Perovskites are also a focus of some of the six projects being funded at the Australian National University. The crystal structure of perovskites allows them to be used to print solar cells on lightweight and flexible material that efficiently converts sunshine into electricity.
One of the ANU projects seeks to reduce the cost of perovskite cells by removing the need for expensive materials such as gold to be used as electrodes.
Another will partner with Jinko Solar to develop large area perovskite-silicon tandem cells that are both highly efficient and extremely stable, thus addressing two of the key challenges facing commercialisation of perovskite cells. All-up the ANU projects will receive ARENA funding of $7.89 million.

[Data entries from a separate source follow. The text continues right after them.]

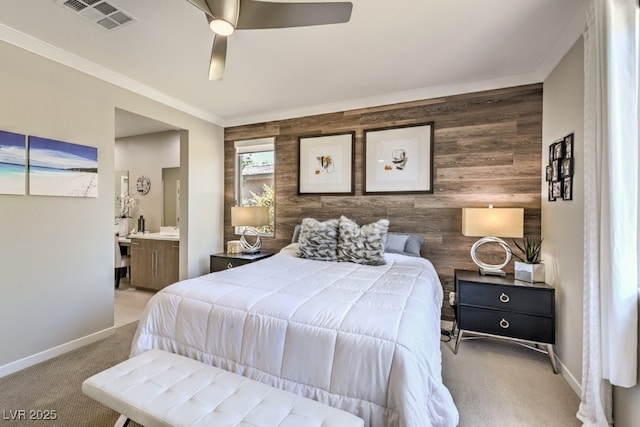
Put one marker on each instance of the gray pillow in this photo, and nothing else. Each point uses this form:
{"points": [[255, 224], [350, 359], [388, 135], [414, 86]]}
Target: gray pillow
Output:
{"points": [[362, 245], [296, 234], [405, 244], [318, 240]]}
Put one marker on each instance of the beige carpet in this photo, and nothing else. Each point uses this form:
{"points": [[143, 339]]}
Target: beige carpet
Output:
{"points": [[55, 385], [493, 383]]}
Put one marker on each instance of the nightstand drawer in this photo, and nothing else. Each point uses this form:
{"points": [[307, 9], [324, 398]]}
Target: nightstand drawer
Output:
{"points": [[508, 324], [522, 299]]}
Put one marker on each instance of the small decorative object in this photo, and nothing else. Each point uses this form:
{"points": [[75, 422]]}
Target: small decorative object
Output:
{"points": [[326, 164], [123, 224], [250, 217], [234, 247], [399, 159], [143, 184], [490, 224], [559, 172], [529, 268]]}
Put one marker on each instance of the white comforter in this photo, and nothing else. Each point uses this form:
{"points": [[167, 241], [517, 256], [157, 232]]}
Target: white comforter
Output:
{"points": [[361, 338]]}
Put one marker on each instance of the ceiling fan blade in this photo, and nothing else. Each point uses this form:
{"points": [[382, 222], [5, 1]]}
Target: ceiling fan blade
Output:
{"points": [[202, 5], [218, 58], [259, 14]]}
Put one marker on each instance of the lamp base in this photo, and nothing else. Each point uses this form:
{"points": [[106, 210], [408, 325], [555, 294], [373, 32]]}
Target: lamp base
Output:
{"points": [[491, 269], [492, 272], [248, 248]]}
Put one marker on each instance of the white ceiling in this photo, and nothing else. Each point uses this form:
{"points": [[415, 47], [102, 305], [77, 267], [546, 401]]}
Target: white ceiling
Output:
{"points": [[390, 51]]}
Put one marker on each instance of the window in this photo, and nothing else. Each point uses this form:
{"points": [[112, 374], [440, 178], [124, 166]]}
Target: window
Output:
{"points": [[255, 161]]}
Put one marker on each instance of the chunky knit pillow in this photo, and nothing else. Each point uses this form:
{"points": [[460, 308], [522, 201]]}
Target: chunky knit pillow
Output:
{"points": [[318, 240], [362, 245]]}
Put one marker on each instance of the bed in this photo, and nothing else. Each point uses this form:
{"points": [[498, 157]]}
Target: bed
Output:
{"points": [[362, 338]]}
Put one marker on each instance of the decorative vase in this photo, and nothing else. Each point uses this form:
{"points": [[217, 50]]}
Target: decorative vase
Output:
{"points": [[528, 272], [124, 227]]}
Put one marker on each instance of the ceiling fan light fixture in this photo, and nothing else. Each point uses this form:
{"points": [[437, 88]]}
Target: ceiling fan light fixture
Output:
{"points": [[221, 27]]}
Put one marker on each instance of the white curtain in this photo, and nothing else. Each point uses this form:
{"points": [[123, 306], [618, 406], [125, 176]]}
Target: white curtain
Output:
{"points": [[610, 321]]}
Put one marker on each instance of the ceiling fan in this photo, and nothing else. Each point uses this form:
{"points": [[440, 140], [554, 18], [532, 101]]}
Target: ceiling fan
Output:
{"points": [[226, 16]]}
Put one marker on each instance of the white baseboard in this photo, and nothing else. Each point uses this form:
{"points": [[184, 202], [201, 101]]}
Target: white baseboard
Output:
{"points": [[569, 378], [28, 361]]}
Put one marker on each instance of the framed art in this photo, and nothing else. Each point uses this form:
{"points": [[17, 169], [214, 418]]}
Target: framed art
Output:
{"points": [[325, 164], [13, 160], [399, 159], [58, 168]]}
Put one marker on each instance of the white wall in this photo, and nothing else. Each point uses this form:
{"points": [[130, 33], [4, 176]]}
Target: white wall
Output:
{"points": [[562, 221], [56, 290], [147, 155]]}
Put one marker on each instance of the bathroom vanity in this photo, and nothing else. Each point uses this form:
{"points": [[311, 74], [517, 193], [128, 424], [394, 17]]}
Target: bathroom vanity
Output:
{"points": [[154, 260]]}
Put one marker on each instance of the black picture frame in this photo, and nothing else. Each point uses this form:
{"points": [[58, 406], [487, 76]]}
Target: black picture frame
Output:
{"points": [[567, 188], [568, 146], [555, 170], [556, 189], [398, 159], [566, 168], [558, 150], [320, 156]]}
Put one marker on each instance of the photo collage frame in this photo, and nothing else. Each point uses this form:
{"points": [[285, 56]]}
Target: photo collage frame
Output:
{"points": [[559, 171]]}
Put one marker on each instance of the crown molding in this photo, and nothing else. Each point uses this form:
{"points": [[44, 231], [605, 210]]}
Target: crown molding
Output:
{"points": [[571, 34], [387, 99], [31, 44]]}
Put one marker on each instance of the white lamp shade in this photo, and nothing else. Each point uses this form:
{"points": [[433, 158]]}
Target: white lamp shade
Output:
{"points": [[497, 222], [249, 216]]}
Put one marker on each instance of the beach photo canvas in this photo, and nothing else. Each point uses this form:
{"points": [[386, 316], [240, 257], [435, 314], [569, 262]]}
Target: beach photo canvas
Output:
{"points": [[58, 168], [12, 163]]}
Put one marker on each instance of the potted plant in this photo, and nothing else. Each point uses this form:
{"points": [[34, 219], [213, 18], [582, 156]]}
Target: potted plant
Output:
{"points": [[529, 267]]}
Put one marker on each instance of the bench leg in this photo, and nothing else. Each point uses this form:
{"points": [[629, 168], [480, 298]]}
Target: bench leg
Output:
{"points": [[123, 421]]}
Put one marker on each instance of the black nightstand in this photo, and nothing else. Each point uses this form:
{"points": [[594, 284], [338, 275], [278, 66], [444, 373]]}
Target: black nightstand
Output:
{"points": [[224, 261], [506, 308]]}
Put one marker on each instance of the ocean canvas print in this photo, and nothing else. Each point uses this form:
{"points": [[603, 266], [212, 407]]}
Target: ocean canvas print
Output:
{"points": [[12, 163], [58, 168]]}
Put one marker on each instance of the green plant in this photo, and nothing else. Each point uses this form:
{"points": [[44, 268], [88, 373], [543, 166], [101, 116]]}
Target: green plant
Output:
{"points": [[530, 248]]}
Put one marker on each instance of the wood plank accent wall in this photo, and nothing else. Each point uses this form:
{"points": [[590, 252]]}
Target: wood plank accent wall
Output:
{"points": [[487, 150]]}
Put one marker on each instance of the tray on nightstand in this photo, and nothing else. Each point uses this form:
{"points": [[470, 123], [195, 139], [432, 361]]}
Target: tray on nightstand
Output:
{"points": [[223, 261]]}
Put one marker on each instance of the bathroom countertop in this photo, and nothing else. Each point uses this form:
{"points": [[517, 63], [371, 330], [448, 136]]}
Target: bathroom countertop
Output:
{"points": [[156, 236]]}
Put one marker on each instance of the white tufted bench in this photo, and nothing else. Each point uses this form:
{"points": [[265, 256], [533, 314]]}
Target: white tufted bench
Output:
{"points": [[157, 388]]}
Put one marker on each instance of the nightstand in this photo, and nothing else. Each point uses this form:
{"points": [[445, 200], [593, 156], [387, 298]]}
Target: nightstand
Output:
{"points": [[506, 308], [224, 261]]}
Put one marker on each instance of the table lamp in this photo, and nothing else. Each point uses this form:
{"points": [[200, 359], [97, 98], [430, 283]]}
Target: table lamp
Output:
{"points": [[491, 224], [249, 217]]}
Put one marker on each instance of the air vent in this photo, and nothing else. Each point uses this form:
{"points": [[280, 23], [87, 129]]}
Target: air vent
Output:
{"points": [[104, 14]]}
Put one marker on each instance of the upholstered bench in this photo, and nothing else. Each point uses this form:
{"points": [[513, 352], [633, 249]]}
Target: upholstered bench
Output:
{"points": [[157, 388]]}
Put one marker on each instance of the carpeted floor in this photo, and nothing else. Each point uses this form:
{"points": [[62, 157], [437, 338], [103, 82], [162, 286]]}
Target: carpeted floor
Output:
{"points": [[493, 383], [54, 386], [496, 382]]}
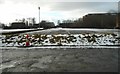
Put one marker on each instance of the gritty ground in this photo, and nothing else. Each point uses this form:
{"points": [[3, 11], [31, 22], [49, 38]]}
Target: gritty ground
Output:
{"points": [[59, 60]]}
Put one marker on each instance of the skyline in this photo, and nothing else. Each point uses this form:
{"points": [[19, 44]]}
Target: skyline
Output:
{"points": [[52, 11]]}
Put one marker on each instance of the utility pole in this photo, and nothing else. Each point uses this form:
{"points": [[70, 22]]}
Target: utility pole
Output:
{"points": [[39, 16]]}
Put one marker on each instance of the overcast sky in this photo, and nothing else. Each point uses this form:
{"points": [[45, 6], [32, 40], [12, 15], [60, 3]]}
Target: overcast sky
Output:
{"points": [[53, 10]]}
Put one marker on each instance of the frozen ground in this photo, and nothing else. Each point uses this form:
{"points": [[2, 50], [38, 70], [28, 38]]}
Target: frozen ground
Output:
{"points": [[59, 60], [63, 36], [61, 50]]}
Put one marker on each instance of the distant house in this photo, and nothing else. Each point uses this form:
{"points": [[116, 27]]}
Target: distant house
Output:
{"points": [[66, 25], [45, 24], [18, 25]]}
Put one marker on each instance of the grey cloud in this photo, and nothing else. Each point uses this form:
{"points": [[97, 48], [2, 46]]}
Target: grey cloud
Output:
{"points": [[96, 6], [1, 1]]}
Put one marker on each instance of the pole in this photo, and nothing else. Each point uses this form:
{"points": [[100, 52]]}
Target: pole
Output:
{"points": [[39, 16]]}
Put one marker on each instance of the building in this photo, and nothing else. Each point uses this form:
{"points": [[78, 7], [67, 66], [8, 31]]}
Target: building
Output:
{"points": [[102, 20], [18, 25], [45, 24]]}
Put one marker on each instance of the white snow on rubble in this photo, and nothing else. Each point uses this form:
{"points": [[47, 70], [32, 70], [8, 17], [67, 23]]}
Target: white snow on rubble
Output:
{"points": [[64, 37]]}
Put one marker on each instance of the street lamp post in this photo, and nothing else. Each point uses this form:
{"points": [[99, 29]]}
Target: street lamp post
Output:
{"points": [[39, 16]]}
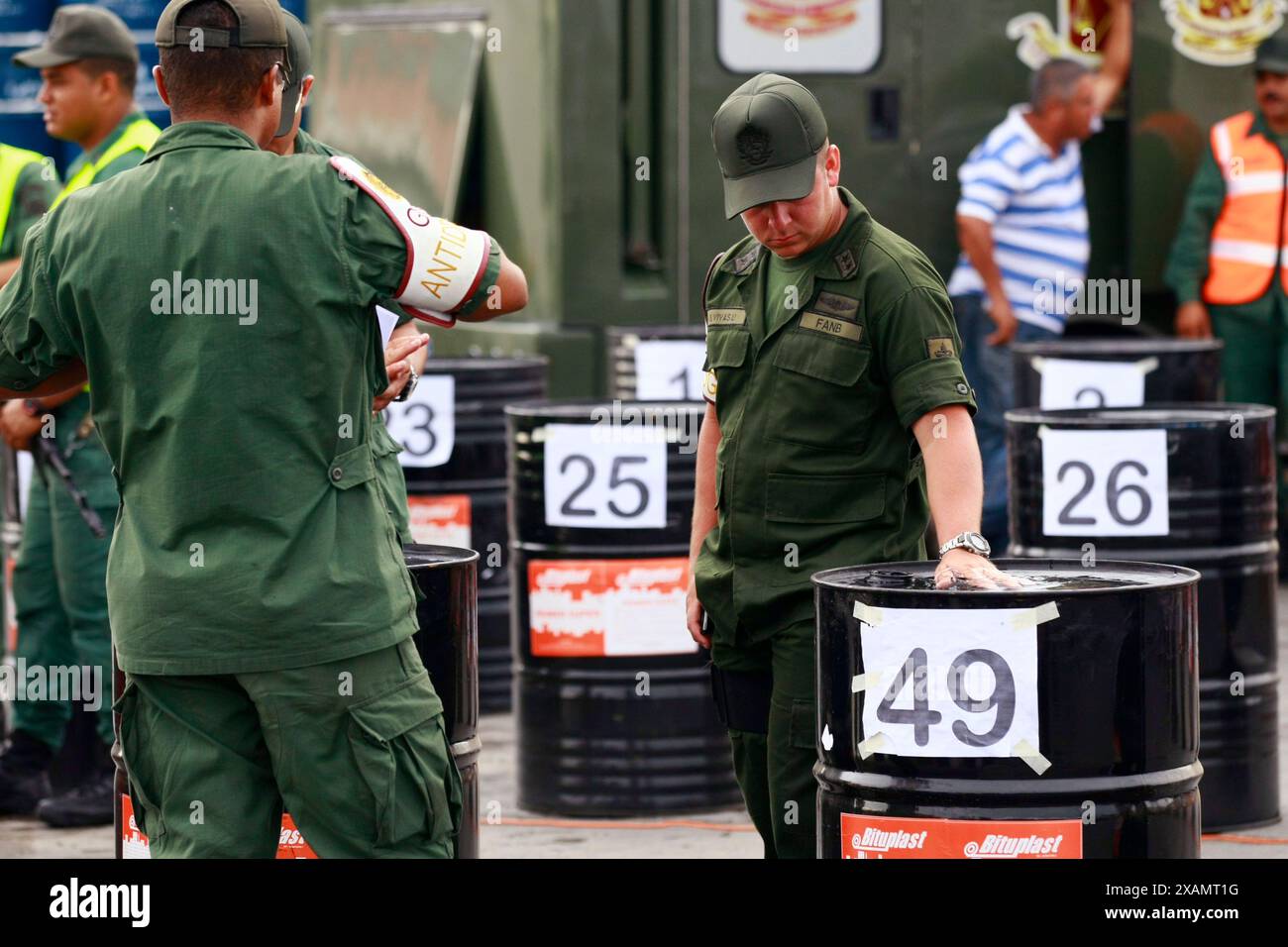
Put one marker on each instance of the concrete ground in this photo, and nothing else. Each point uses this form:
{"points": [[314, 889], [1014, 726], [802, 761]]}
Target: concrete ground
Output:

A project being undertaken by the CSIRO in Melbourne will aim to translate the high efficiencies achieved in laboratory-scale perovskite cells, which are still relatively small, to the much larger commercial-scaled PV modules.
The CSIRO’s Flexible Electronics Laboratory (FEL) is investigating how to mass-produce lightweight, efficient solar panels by printing them on flexible plastic films, similar to the material used to make plastic banknotes. ARENA will contribute $3.31 million to those efforts.
The project aims to accelerate the commercialisation of these flexible perovskite PV devices, that are far more portable than conventional silicon solar panels and are extremely suitable for applications such as large colourbond-style roofs above factories, aircraft hangers and warehouses that are often not strong enough to support conventional solar panels.